There are practical limitations to conducting drug trials of any sort when it comes to Ebola -- researchers, after all, can’t infect human beings with the virus in order to test a cure. Instead, drugs are first tested on animals who are given the disease, and later trialed on healthy individuals in a clinical setting to prove safety. Testing the drugs on people who contract Ebola is extremely difficult, not least because their numbers are so small. (The WHO lists fewer than 3,000 confirmed cases to date.) In contrast to HIV-AIDS drug trials, the window of opportunity for treating Ebola is very narrow. The disease has a rapid onset, a high fatality rate, and an unpredictable distribution. Epidemics usually flare up and die down again within a few months. Last year, researchers at the University of Texas published an article in the journal Biodrugs emphasizing the need for "novel pharmaceutical approaches to refine and overcome barriers” associated with Ebola treatments.
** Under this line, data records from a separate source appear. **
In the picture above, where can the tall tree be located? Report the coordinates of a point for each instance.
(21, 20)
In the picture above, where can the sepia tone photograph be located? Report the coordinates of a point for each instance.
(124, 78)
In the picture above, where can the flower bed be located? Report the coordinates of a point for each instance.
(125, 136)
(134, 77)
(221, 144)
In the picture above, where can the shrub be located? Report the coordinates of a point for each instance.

If anything is capable of expediting the release of safe and effective Ebola drugs, it may be the U.S. government. Washington, after all, has played a significant role in these drugs’ development. And there are precedents for the public sector pushing pharmaceutical research toward completion. After U.S. troops contracted malaria during the Vietnam War, the U.S. government initiated the first public-private venture between the U.S. Defense Department and a pharmaceutical company. In the 1970s, scientists at a U.S. Department of Defense research facility developed mefloquine, an antimalarial often called Larium; the Department of Defense then put it through Phase I and II trials, before giving it as a free good to the Swiss pharmaceutical company F. Hoffmann-La Roche. The drug, which skipped Phase III safety trials, went straight to market. Some side effects later emerged, but the process proved that drugs could be quickly made available to the public. “This idea that it’s very, very expensive and takes an awfully long time and therefore only the private sector can do it is widely contested,” a former aid worker, who asked to be anonymous, said.
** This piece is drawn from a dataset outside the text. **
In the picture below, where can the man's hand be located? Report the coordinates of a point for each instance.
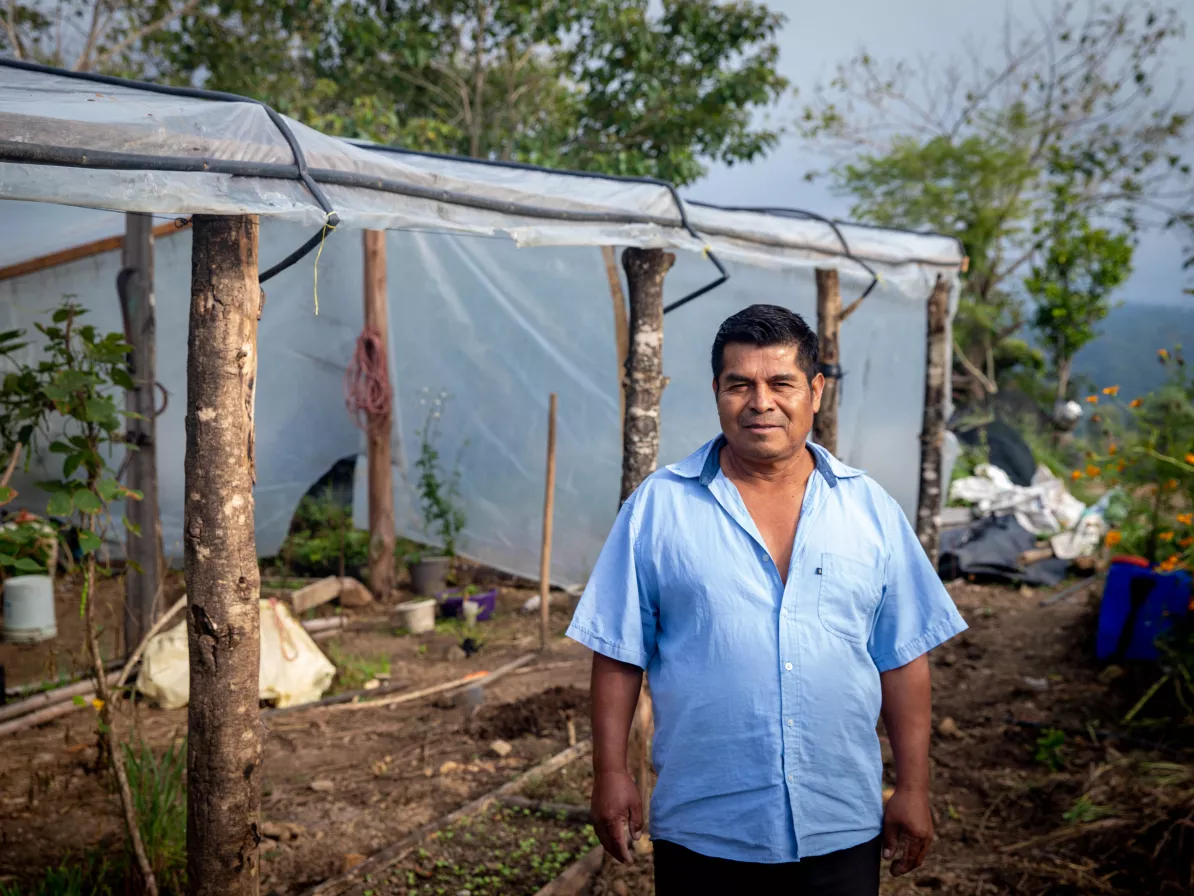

For now, Gray and his team in Conakry are still using the same simple treatments that have been used by doctors since the Ebola virus was first discovered on the Ebola River in the Congo basin in 1967 -- namely, soap, clean water, rehydration salts and fluids, nutritious food, and isolation, to prevent the spread of the disease. “We’re honest: there’s no vaccine, no cure, but if you come to our centers, we’ll give you the best chance for you to heal yourself, for your own body to fight the disease,” said Gray.
So far, more than forty people have managed to walk out of Gray’s clinic on their own. Of course, if an effective vaccine or treatment were approved for use, some may never have had to walk in to begin with.